I also think a lot of people have no idea how great it is to live alone because they've always lived with partners or in flatshares. I had no idea that I was so used to compromising on absolutely everything that it felt like a dream to just be able to paint the walls whatever colour I wanted or stay up as late as I wanted to without worrying about bothering someone! Really basic stuff that most people never get a chance to experience.

VioletSkies12 · 10/12/2023 11:25

A lot of people judging are the ones whose partners are the main breadwinners. Not necessarily on here but in real life I find this to be the case.
On another note I know women who have got with someone just so they could have the home and the lifestyle rather than actually wanting to be with someone.

Lokipokey1 · 10/12/2023 11:32

I’m 38, a virgin and just not that interested in finding someone. I am lucky that I live in the east (not northern) but managed to find a small house that was originally a cottage on an old estate so the landlord is not paying off a mortgage or anything (now it’s just in the suburbs) for under £700 a month. It’s not easy, but I love my house. It’s completely mine - I don’t have to think about anyone else’s tastes or opinions. I live my life and do exactly as I please. I’m still in my PJs and have spent most of the morning reading. Can it get lonely? Is it sometimes difficult money-wise? Absolutely. But I wouldn’t have it any other way.

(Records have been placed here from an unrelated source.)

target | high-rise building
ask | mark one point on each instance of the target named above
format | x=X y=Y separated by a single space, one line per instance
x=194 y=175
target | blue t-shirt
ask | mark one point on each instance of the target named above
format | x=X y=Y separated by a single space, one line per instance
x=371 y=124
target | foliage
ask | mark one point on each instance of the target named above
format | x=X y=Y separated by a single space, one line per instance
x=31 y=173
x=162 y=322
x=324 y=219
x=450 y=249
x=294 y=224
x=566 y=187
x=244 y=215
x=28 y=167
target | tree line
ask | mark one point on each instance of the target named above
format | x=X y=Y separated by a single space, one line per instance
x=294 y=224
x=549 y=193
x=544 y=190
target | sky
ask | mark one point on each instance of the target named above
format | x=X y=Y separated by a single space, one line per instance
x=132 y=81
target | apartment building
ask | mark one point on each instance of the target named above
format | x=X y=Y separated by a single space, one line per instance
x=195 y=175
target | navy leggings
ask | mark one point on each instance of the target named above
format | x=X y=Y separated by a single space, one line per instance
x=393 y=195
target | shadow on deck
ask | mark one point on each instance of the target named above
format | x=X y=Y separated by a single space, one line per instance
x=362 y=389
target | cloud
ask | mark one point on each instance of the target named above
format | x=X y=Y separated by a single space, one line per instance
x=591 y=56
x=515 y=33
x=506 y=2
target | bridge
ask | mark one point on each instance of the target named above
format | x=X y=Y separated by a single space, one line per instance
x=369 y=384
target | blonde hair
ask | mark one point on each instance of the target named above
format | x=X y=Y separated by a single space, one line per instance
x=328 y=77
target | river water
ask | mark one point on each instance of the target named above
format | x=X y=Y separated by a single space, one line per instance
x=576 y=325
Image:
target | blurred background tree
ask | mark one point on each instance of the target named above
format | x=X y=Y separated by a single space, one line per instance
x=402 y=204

mrlistersgelfbride · 10/12/2023 11:34

Where do you live OP?
How much is it to rent a studio flat?

I rented from ages 24-30 and lived alone, it was great.
Wouldn't have wanted to live with others either. Admittedly this was nearly 10 years ago .. so it's probably a lot more than the £430 monthly fee I remember (in the north west) ...but is it still not doable if you are employed and save up for a while?

You definitely do not need to go on dating apps if you don't want to.